What to Expect in the Future of Craft Beer
“More.” That’s the main word that is often used when someone asks me what the next big trend in craft beer is going to be. More. More breweries. More beer. More festivals. More retail spaces. More styles. It might seem a little catch-all and chaotic, and it is, but that’s the reality we’re in. With new breweries seemingly opening up every week now, we’re seeing a spectacular rise in selection, proving that every day is indeed the best day for Craft.
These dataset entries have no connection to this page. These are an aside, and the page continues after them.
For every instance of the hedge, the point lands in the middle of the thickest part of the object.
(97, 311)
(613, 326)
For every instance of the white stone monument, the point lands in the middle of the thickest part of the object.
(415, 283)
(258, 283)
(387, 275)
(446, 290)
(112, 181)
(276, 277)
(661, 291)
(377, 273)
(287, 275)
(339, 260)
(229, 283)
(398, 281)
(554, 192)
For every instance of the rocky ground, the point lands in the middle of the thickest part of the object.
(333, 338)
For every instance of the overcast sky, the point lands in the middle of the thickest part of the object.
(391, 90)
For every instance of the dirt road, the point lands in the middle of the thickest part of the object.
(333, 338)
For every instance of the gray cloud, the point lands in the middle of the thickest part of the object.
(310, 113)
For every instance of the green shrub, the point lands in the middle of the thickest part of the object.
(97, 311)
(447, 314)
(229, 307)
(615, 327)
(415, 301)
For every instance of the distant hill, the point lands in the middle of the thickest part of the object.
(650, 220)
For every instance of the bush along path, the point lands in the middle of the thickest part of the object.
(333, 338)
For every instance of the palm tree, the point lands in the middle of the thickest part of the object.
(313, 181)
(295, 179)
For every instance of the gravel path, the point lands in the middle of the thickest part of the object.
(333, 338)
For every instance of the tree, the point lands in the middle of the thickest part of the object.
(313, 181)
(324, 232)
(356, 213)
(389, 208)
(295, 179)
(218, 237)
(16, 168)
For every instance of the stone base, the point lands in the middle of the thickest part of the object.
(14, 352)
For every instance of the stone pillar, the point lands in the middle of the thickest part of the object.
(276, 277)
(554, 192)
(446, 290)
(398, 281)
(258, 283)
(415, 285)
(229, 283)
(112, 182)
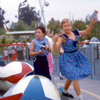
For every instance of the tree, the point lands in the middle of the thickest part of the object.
(20, 26)
(27, 14)
(2, 12)
(54, 25)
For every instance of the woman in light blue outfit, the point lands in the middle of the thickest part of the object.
(73, 63)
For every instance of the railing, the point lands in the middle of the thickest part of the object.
(91, 52)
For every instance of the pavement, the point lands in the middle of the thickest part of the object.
(90, 89)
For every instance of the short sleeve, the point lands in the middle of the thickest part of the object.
(76, 32)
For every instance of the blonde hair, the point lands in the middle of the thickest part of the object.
(65, 21)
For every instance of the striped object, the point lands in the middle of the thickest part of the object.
(34, 87)
(12, 73)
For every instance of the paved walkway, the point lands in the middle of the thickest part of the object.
(90, 88)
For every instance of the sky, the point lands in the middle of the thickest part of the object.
(57, 9)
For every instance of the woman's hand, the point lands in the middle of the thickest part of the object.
(55, 38)
(93, 20)
(42, 51)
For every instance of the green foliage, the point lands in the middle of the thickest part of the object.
(27, 14)
(2, 12)
(20, 26)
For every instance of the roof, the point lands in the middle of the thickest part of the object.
(21, 32)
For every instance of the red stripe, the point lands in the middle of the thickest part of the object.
(12, 97)
(15, 78)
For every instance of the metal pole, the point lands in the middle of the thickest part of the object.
(42, 12)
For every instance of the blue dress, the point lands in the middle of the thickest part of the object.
(73, 63)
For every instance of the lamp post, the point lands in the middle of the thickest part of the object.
(42, 10)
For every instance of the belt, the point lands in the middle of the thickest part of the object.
(70, 51)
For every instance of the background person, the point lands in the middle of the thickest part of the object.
(49, 56)
(73, 63)
(40, 48)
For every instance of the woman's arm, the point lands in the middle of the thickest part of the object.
(89, 28)
(57, 42)
(32, 53)
(49, 47)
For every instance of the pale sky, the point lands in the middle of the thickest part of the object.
(57, 9)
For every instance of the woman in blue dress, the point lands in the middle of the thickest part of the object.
(73, 63)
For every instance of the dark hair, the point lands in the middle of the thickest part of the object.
(42, 29)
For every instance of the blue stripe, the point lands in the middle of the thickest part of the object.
(34, 90)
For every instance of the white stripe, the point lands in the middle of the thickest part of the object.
(11, 69)
(94, 42)
(49, 89)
So “more” tends to apply in regard to what we’ll be seeing. For instance, we’ll be seeing more of some of the obvious favourites of the past few years. The beautifully tart kettle sours like the ones coming out of Seaforth, Ontario’s Half Hours on Earth will still be a constant in many brewery taprooms. And the hazy, juicy Vermont IPAs that look more like a glass of orange juice than beer will definitely not be going anywhere (I daresay there’d be riots if breweries stopped making them).
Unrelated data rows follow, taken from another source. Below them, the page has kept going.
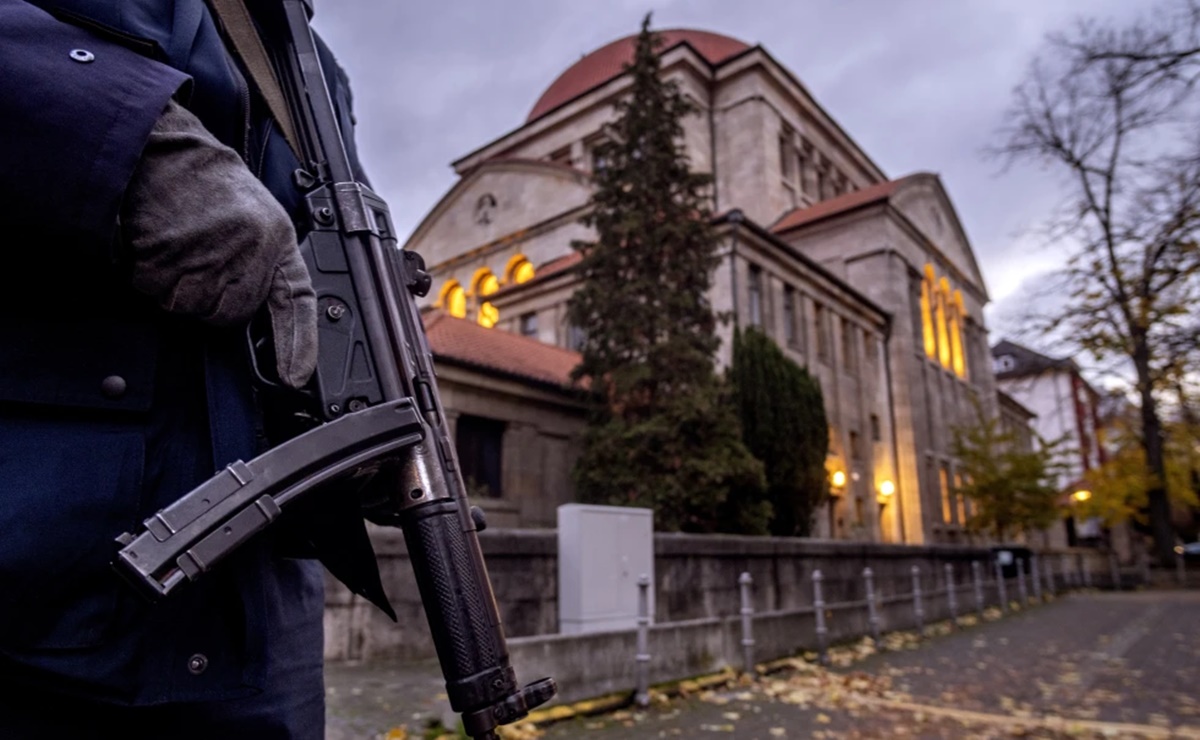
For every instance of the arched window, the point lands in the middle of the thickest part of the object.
(958, 314)
(520, 270)
(484, 284)
(453, 299)
(927, 312)
(943, 334)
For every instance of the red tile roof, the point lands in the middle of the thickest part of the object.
(491, 349)
(846, 202)
(609, 61)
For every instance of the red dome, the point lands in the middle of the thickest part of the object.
(609, 61)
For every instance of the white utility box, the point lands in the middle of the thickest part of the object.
(601, 553)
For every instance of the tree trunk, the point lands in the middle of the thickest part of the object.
(1152, 443)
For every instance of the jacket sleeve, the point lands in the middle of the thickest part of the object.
(75, 114)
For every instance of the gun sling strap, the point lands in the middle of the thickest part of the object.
(249, 47)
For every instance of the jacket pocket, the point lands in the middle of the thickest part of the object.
(77, 364)
(66, 491)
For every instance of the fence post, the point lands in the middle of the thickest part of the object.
(643, 643)
(873, 614)
(1001, 588)
(976, 569)
(744, 582)
(952, 596)
(819, 613)
(918, 609)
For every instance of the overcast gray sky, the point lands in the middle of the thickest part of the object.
(919, 84)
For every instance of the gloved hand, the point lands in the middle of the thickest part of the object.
(209, 240)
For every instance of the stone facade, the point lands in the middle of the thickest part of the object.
(868, 282)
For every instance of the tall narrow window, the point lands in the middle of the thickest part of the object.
(958, 312)
(480, 444)
(927, 312)
(947, 507)
(849, 347)
(785, 154)
(790, 316)
(820, 318)
(755, 295)
(960, 499)
(943, 334)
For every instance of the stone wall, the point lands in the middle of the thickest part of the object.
(696, 578)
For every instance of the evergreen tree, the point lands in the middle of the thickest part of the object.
(665, 434)
(784, 425)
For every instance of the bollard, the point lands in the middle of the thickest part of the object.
(643, 644)
(819, 611)
(1001, 590)
(952, 596)
(873, 614)
(976, 569)
(744, 582)
(918, 609)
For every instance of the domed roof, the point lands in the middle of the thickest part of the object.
(609, 61)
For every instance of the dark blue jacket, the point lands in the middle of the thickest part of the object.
(111, 409)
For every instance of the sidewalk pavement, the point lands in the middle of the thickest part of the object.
(1123, 665)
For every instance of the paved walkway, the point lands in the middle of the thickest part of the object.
(1086, 666)
(1122, 665)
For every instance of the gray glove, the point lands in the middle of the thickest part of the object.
(209, 240)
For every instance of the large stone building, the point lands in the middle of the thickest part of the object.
(868, 281)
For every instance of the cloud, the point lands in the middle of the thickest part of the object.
(919, 84)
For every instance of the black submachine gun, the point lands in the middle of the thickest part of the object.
(375, 414)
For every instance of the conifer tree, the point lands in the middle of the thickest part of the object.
(664, 434)
(784, 423)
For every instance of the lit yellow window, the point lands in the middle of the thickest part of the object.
(927, 314)
(943, 340)
(520, 270)
(486, 283)
(947, 509)
(957, 316)
(453, 299)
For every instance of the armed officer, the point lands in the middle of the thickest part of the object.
(148, 209)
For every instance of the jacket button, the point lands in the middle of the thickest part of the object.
(113, 386)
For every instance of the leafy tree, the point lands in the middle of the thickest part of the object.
(1113, 110)
(665, 434)
(1011, 488)
(784, 425)
(1120, 486)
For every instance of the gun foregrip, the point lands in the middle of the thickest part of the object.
(460, 606)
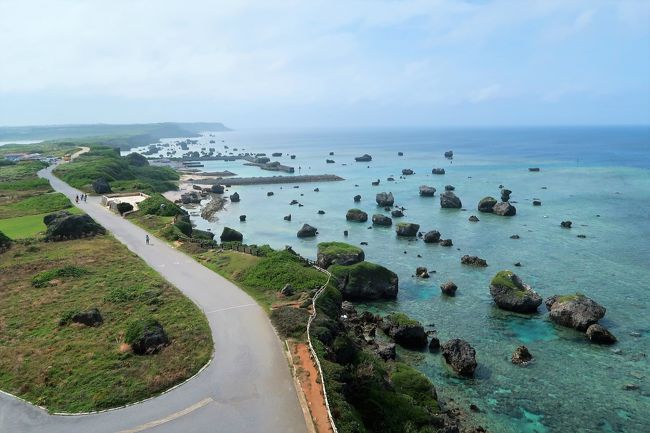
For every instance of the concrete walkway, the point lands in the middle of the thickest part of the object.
(246, 388)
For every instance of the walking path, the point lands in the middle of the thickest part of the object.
(246, 388)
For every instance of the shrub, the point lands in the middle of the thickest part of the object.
(184, 226)
(290, 322)
(123, 208)
(41, 279)
(159, 205)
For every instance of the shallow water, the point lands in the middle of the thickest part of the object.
(572, 386)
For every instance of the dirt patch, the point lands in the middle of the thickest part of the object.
(310, 383)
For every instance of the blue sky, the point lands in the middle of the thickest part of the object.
(255, 63)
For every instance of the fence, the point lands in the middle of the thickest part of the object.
(311, 346)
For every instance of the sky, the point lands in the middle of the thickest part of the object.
(312, 63)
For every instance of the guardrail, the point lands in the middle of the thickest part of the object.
(311, 347)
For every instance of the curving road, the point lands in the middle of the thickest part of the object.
(246, 388)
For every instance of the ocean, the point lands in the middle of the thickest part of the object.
(599, 178)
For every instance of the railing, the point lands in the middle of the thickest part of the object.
(311, 347)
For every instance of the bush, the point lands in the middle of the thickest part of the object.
(41, 279)
(136, 159)
(136, 329)
(159, 205)
(184, 226)
(5, 241)
(278, 268)
(290, 322)
(123, 208)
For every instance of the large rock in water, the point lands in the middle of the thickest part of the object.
(385, 199)
(365, 281)
(363, 158)
(504, 209)
(512, 294)
(101, 186)
(381, 220)
(146, 337)
(231, 235)
(449, 200)
(407, 229)
(356, 215)
(217, 189)
(460, 356)
(307, 231)
(338, 253)
(62, 225)
(574, 311)
(427, 191)
(473, 261)
(432, 237)
(487, 204)
(600, 335)
(405, 331)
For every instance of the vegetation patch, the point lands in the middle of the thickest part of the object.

I even think we’ll be seeing more of the Milkshake IPA, an IPA made with lactose and vanilla to give it an overall creamy mouthfeel which, when brewed with a particularly fruit-forward hop character or with fruit itself, makes a beer that has both charmed and confused so many with its sweet and hop-forward flavours. For 2017, Toronto’s Bellwoods Brewery really set the scene with their Milkshark series, which included variations such as strawberry, mango, pink guava and pineapple. Additionally, Farnham Brewery, which has locations in Farnham, Quebec and Burlington, Vermont, has made some excellent Milkshake IPAs with their 66 series, pressing the limits of how fruity a profile hops can achieve.
But it should be said that with the ever-growing landscape, craft nerds are no longer the only demographic for craft beer and, blessedly, the focus has gotten much wider and a hell of a lot more welcoming. So, with that in mind, we can look forward to a continuation of beer styles in the mode of “simple done well” to appeal to beer aficionados and newcomers alike. From the delicate grass and citrus flavours in Firestone Walker Brewing’s Pivo Pils to the lightly bready and herbal notes in Side Launch Brewing’s popular Munich Helles Mountain Lager, light-bodied and accessible are the qualities that are winning the war for better beer.
What’s more, these beers don’t have to adhere to a classic style. Often a simple dry-hop addition creates a flavour that craft lovers appreciate and newcomers use as an appropriate step to bolder tasting beers. A prime example would be Regina, Saskatchewan’s District Brewing with their West Coast Wheat Lager. The mouthfeel is light and smooth, but it’s the significant cracked pepper and lemon drop flavours that set it apart from other humdrum lagers in the market.
So let’s raise a glass to more beer, more breweries and most importantly, more good times.